城戸は、おもむろに壁側の迅悠一へと視線を向けた。
「迅。お前はどうだ」
沈黙を守っていた実力派エリートが、呼びかけられて小さく息を吐いた。彼は手にしたぼんち揚の袋をそっとテーブルの上に置き、いつになく真剣な、深い瞳で葵を見つめた。
「……この取引を受け入れるとね、城戸司令。かなり良い未来につながるルートが見えてるんですよ」
迅の声は、静かに室内に響いた。彼の『目の前の人間の少し先の未来が見える』
「彼女がここに来て、この取引を持ちかけたこと自体が、俺たちにとって大きなプラスになる……それは、俺の目にハッキリと視えています」
「そうか」
城戸は迅の言葉を咀嚼するように呟いた。城戸は再び葵へと視線を戻した。その瞳には、すでに最終的な結論が下されていた。
「……いいだろう。白坂葵」
城戸司令の重々しい声が、密室の空気を決定づけた。
「お前の提示した取引を、我がボーダーは全面的に受諾する。お前の安全、および玄界での身分の保障。白坂健、白坂凛の両名の早急な捜索と、組織の総力を挙げた永続的な保護を約束しよう」
「……感謝するわ」
葵は表情を崩さずに応じた。
「ただし、条件がある」
城戸の鋭い眼光が、葵を射抜く。
「両親の捜索が完了し、彼らの安全が確認されるまでの間、お前の身柄はボーダー本部の監視下に置かせてもらう。当然、その間は許可なくトリガーを使用することは認めない。そして、我々の用意した住居への収容に応じること。

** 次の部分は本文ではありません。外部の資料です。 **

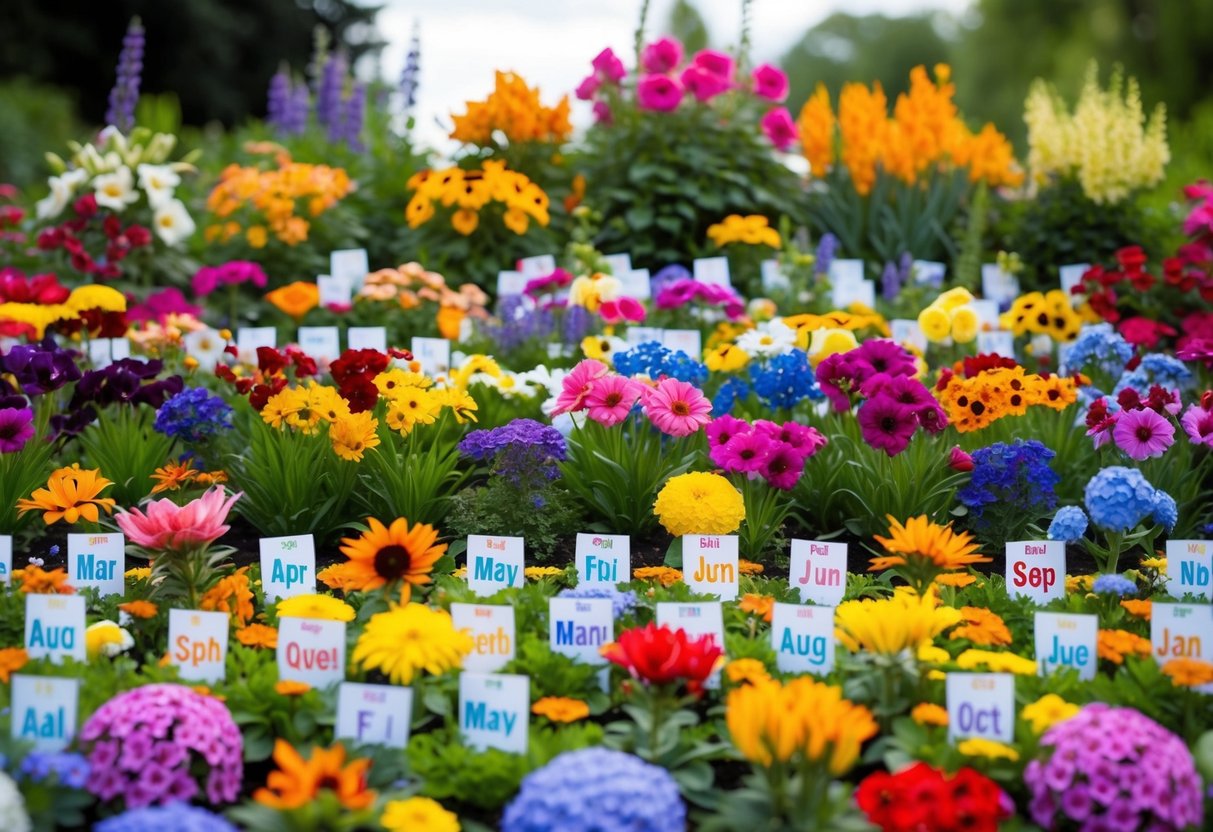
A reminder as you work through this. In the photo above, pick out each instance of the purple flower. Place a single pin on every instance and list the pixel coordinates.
(16, 428)
(125, 92)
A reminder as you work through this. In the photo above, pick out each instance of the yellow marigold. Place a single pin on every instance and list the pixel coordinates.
(989, 748)
(699, 503)
(561, 708)
(1189, 672)
(928, 713)
(1047, 711)
(997, 662)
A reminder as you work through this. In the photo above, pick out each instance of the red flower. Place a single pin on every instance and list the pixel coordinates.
(660, 655)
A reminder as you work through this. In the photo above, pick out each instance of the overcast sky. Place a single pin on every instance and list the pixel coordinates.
(551, 43)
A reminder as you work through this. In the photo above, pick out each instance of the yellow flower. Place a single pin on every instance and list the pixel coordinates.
(987, 748)
(315, 607)
(411, 638)
(770, 722)
(699, 503)
(1047, 711)
(928, 713)
(559, 708)
(417, 814)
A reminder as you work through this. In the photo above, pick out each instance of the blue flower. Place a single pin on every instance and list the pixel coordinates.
(1114, 585)
(622, 602)
(1069, 524)
(1118, 499)
(176, 816)
(597, 790)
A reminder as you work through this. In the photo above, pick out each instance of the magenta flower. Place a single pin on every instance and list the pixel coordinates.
(779, 127)
(1197, 425)
(608, 66)
(661, 56)
(676, 408)
(168, 526)
(886, 423)
(702, 84)
(610, 399)
(659, 92)
(576, 386)
(770, 83)
(1143, 433)
(16, 428)
(745, 452)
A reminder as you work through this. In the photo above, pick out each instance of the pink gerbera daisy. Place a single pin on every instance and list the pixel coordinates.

それが、この取引を開始するための絶対条件だ。……異論はあるか?」
それは、実質的な軟禁の宣告だった。いくら玄界の市民であると判明したとはいえ、一国の遠征部隊を全滅させた相手を、無罪放免で街に歩かせるわけにはいかない。城戸としての、当然の、最低限のリスク管理だった。
しかし、葵はただ、フッと静かに笑っただけだった。
「ええ、当然の処置ね。こちらも異論はないわ。取引が完了するまでの間、許可なくトリガーに触れないわ。」
葵は両手を膝の上に戻し、背筋を伸ばした。その姿は、先ほどまでの狡猾な交渉人のそれではなく、確かに十年の歳月を経て帰還した、一人の少女の姿だった。
「さあ、次はあなたたちの番よ、ボーダーの皆さん。
私の両親を…………一刻も早く、探して」
葵の静かな、しかし絶対的な願いが、第一応接室に響き渡る。
城戸司令は沢村に目配せをし、葵の誘導と、白坂夫妻の捜索部隊の編成を命じるのだった。密室の交渉は終わり、物語は次なる、より巨大な激動のステージへと動き出そうとしていた。